Das Jahr schreibe ich an der Geschichte über mich weiter. Das Fantasy-Projekt läuft ebenfalls weiter. An Projekten mangelt es mir nicht.

Weitere kreative Projekte.

Neben Literatur habe ich auch andere Projekte am Laufen.
Seit ende Dezember das Brettspielprojekt, bei dem ich meine Faszination gegenüber verschiedenen Brettspielarten teile. Nicht nur Schach, sondern ebenso Go, Abalone, Xiangqi (Chinaschach) und mehr.
Brettidol habe ich es genannt. Es war mehr ein rein intuitiver Name. Im Wort steckt Idol und es geht darum Brettspiele etwas zu Idealisieren.

Brettspiele erschaffen Gemeinschaft, sozialisieren und verbinden. Ich schätze die Vielfalt an Brettspielen sehr. Und sie wird es auch in Zukunft geben. Brettspiele können nie voll aussterben.
YouTube-Kanal ist hier zu finden.

Einen kostenlosen Blogspot habe ich auch dazu erstellt, um das Interesse zu testen über einen spezialisierten Blog.
Wenn es gut ankommt, kann ich es mir vorstellen mit der Zeit hier zu übertragen oder mit zusätzlichen Posts zu supporten. Eine weitere Webseite/Blog selbstgehostet möchte ich vermeiden, weil zwei völlig ausreichen. Es sollte immer der Aufwand mitbedacht werden, der eine Expansion mit sich bringt. Oft ist es besser zentral, zu bleiben und sich auf das Westliche zu konzentrieren.
Das Jahr werden es zufälligerweise 6 Jahre Blogjubiläum. 2016 habe ich den WordPress-Blog angefangen.
So schnell vergeht die Zeit.

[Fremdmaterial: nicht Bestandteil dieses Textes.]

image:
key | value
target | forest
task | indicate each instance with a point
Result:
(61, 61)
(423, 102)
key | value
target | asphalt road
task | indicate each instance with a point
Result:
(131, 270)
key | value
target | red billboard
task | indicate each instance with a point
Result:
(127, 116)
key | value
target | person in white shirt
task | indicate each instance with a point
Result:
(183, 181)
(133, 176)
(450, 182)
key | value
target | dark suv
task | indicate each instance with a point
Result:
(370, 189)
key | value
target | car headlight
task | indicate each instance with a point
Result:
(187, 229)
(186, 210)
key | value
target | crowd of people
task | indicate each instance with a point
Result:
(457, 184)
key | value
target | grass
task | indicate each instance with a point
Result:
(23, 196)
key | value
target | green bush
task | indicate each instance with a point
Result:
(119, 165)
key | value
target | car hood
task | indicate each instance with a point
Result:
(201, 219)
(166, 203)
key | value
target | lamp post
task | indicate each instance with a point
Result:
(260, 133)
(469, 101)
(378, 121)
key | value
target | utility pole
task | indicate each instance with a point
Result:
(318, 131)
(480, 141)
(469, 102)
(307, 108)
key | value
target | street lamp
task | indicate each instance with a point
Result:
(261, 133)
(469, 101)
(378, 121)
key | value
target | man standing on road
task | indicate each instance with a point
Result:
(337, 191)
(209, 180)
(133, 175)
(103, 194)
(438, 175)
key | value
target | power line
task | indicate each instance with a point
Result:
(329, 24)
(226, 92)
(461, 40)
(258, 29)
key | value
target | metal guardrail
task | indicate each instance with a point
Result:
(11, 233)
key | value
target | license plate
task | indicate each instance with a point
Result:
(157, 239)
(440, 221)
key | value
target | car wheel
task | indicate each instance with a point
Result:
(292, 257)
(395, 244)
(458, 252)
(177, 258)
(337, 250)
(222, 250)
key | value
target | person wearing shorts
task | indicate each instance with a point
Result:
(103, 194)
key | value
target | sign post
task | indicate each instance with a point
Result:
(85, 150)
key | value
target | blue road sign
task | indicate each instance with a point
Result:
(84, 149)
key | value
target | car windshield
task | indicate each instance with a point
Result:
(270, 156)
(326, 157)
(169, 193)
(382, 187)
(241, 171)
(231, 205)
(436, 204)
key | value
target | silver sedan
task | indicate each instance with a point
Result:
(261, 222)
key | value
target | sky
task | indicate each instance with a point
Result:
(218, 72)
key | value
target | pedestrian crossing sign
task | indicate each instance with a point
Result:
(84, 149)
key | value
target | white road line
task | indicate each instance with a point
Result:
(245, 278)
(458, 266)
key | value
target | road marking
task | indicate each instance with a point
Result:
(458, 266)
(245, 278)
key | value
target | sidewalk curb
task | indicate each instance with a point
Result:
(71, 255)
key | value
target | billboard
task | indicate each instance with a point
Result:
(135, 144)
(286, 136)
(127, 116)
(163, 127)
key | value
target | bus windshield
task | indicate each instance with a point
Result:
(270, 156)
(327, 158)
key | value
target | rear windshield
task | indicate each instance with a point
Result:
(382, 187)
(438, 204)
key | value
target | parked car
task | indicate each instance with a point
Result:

Wenige Jahre später kam die Homepage jonathanengert.de dazu.
Und ich kann sagen, dass es sich gelohnt hat, auch wenn es andere nicht so wahrnehmen. Mich haben die Internetprojekte selbstbewusster gemacht. Meine Formulierung hat sich verbessert. Ab und zu kam es zu Kontakten mit anderen Menschen, denen ich sonst nie begegnet wäre.
Um die Millionen-Verkäufe geht es mir nicht mit den Projekten, sondern darum Wege zu finden mich zu entfalten. Wenn dabei größere Erfolge auftauchen, dann macht mich das auch Glücklich. Wenn nicht, dann ist es nicht weiter dramatisch für mich.
Inzwischen habe ich auf meinem YouTube-Kanal über mein Leben als Autist 72 Abonnenten. Das zeigt mir, dass ich sehr wohl mit Video-Kanal-Projekten erfolgreich sein kann. Klar, dem einem wird es immer noch zu wenig sein aber ich bin zufrieden. Da sind wir beim nächsten Problem. Ab wann bin ich zufrieden? Ich habe die Kunst früh beherrscht mit wenig zufrieden zu sein und das Beste daraus zu machen.